Implement webhook handler Lambda that receives GitHub events, clones repositories with full history, and initiates analysis pipeline.
- Memory: 1GB (1,024 MB) - Optimized for git performance
- Ephemeral Storage: 5GB (5,120 MB) - Testing configuration for large repositories
- Timeout: 5 minutes - Accommodate large repository clones
- Runtime: Python 3.12
- Cost Impact: FREE for moderate usage (within AWS Free Tier)
Approach: Git CLI with two-step process for complete repository handling
# Clone complete repository with full history
subprocess.run([
'git', 'clone',
f'https://github.com/{owner}/{repo}.git',
'/tmp/repo_full'
], check=True)# Checkout exact commit that triggered webhook
subprocess.run([
'git', 'checkout', commit_sha
], cwd='/tmp/repo_full', check=True)# Generate clean source snapshot without .git metadata
subprocess.run([
'git', 'archive', commit_sha,
'--format=tar', '--output=/tmp/workingcopy.tar'
], cwd='/tmp/repo_full', check=True)- Webhook validation: GitHub secret verification
- Event scope: Push events only (initial implementation)
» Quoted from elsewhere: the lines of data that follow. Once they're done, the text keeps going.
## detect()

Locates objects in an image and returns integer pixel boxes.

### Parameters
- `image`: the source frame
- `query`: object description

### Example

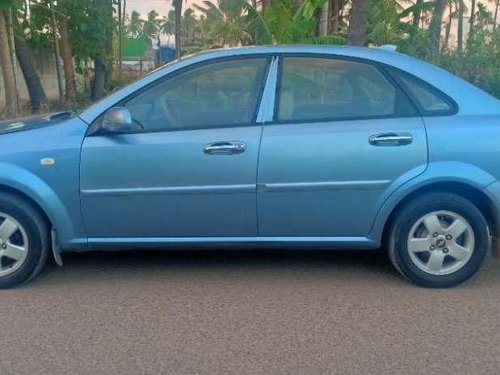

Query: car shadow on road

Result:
[30,250,402,285]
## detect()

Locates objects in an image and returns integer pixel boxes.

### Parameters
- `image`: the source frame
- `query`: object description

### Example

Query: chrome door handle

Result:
[369,133,413,146]
[203,142,247,155]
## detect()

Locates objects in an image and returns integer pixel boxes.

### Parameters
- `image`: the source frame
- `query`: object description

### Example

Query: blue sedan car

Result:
[0,46,500,288]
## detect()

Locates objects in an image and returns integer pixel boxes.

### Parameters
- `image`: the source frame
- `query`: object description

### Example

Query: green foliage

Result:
[245,0,330,44]
[432,30,500,98]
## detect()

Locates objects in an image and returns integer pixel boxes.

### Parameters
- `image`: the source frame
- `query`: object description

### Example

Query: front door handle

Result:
[369,133,413,146]
[203,142,246,155]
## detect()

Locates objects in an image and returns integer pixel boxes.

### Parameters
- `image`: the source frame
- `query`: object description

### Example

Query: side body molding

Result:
[0,162,87,250]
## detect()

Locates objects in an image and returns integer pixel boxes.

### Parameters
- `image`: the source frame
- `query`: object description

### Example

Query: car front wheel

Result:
[0,193,50,289]
[388,193,491,288]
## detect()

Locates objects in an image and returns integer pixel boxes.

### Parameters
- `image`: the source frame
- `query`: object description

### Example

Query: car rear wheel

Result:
[388,193,491,288]
[0,193,50,289]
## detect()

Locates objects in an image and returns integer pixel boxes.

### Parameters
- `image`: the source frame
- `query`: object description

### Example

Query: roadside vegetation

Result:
[0,0,500,118]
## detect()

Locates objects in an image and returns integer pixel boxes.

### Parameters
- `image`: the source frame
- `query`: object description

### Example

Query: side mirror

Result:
[101,107,142,133]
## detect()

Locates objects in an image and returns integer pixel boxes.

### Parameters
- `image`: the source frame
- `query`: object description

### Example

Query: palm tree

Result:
[245,0,345,44]
[347,0,369,46]
[457,0,465,54]
[172,0,182,59]
[159,10,175,42]
[0,9,19,116]
[141,10,161,47]
[127,10,144,38]
[194,0,250,48]
[493,0,500,32]
[429,0,446,56]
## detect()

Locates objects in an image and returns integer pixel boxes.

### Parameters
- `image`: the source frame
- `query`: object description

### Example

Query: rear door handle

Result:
[369,133,413,146]
[203,142,246,155]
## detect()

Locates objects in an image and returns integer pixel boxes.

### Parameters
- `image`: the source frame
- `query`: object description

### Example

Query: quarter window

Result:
[277,57,416,121]
[393,71,455,115]
[125,58,267,131]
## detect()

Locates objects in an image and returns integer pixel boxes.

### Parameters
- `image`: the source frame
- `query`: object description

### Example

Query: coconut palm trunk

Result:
[59,17,76,105]
[429,0,446,56]
[347,0,369,46]
[457,0,465,53]
[174,0,182,59]
[0,10,19,116]
[14,36,47,113]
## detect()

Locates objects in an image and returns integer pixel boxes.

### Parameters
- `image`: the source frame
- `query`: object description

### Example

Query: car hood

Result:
[0,112,74,135]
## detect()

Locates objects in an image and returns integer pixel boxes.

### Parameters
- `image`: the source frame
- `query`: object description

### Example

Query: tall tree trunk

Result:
[90,56,106,101]
[6,8,21,110]
[347,0,369,46]
[14,36,47,113]
[493,0,500,32]
[173,0,182,59]
[330,0,342,34]
[0,10,19,116]
[59,17,76,105]
[444,2,453,48]
[457,0,465,53]
[90,0,113,100]
[412,0,424,30]
[467,0,476,44]
[319,1,330,36]
[117,0,123,79]
[429,0,446,56]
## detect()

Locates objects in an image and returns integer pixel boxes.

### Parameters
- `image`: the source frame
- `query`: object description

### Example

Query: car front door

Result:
[258,56,427,237]
[81,57,268,242]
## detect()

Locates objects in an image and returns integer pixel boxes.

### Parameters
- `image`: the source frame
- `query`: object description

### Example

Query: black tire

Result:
[388,192,491,288]
[0,193,50,289]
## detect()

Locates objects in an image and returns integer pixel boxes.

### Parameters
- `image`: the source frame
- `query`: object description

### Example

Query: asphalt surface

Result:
[0,252,500,375]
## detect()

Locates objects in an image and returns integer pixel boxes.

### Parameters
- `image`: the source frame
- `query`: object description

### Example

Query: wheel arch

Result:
[381,180,499,245]
[0,183,54,230]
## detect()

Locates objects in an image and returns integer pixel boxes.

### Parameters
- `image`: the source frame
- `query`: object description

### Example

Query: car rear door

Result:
[258,56,427,237]
[81,56,269,242]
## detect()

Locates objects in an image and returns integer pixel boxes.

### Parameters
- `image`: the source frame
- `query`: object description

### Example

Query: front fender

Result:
[0,162,85,251]
[368,161,500,244]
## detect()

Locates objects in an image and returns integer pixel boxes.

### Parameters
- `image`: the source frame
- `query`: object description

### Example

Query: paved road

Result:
[0,252,500,375]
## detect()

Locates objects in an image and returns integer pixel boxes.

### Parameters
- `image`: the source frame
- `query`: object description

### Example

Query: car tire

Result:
[0,193,50,289]
[388,192,491,288]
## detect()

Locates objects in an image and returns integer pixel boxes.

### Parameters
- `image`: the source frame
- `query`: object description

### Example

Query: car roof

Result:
[80,45,500,123]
- Repository access: Public repositories only for MVP
- Authentication: GitHub personal access token
Three-directory structure uploaded to Drawer S3 bucket:
repos/{owner}/{repo}/{commit_sha}/
├── workingcopy/ # Clean source code for analysis
├── repohistory/ # Full git repository with history
└── analysis/ # Reserved for Analyst outputs
- Webhook Receipt: Validate GitHub webhook signature
- Metadata Extraction: Parse repository owner, name, commit SHA, default branch
- Repository Check: Verify repository doesn't have existing analysis/ folder
- Git Operations: Execute three-step cloning process
- Drawer Upload: Store workingcopy and repohistory in S3
- Event Publishing: Emit "repo_ready" event to Telephonist
Extract from GitHub webhook payload:
repository.owner.login→ Repository ownerrepository.name→ Repository namerepository.default_branch→ Target branch (main/master)head_commit.id→ Commit SHA for exact state
{
"source": "coderipple.system",
"detail-type": "repo_ready",
"detail": {
"component": "Receptionist",
"repository": {
"owner": "username",
"name": "repo-name",
"default_branch": "main",
"commit_sha": "abc123..."
},
"s3_location": "repos/username/repo-name/abc123/",
"timestamp": "2025-06-30T18:00:00Z"
}
}- Immediate Response: Return 200 OK to GitHub (async processing)
- CloudWatch Logging: Comprehensive error logging for debugging
- Graceful Failures: Handle git errors, network issues, S3 failures
- Event Publishing: Log all operations to Hermes for transparency
- High Memory: 1GB allocation for faster git operations
- Large Storage: 5GB ephemeral storage for large repositories
- Parallel Operations: Concurrent upload of workingcopy and repohistory
- Compression: ZIP compression for efficient S3 transfer
- Git CLI: Available in Lambda runtime environment
- boto3: AWS SDK for S3 operations and EventBridge publishing
- requests: GitHub API interactions and webhook validation
- zipfile: Repository compression for storage
- Gatekeeper: Receives validated webhook events
- Drawer: Stores repository files in organized structure
- Telephonist: Publishes repo_ready events for pipeline coordination
- Hermes: Logs all operations for system transparency
Ready for Lambda function implementation with git CLI integration and Drawer storage operations.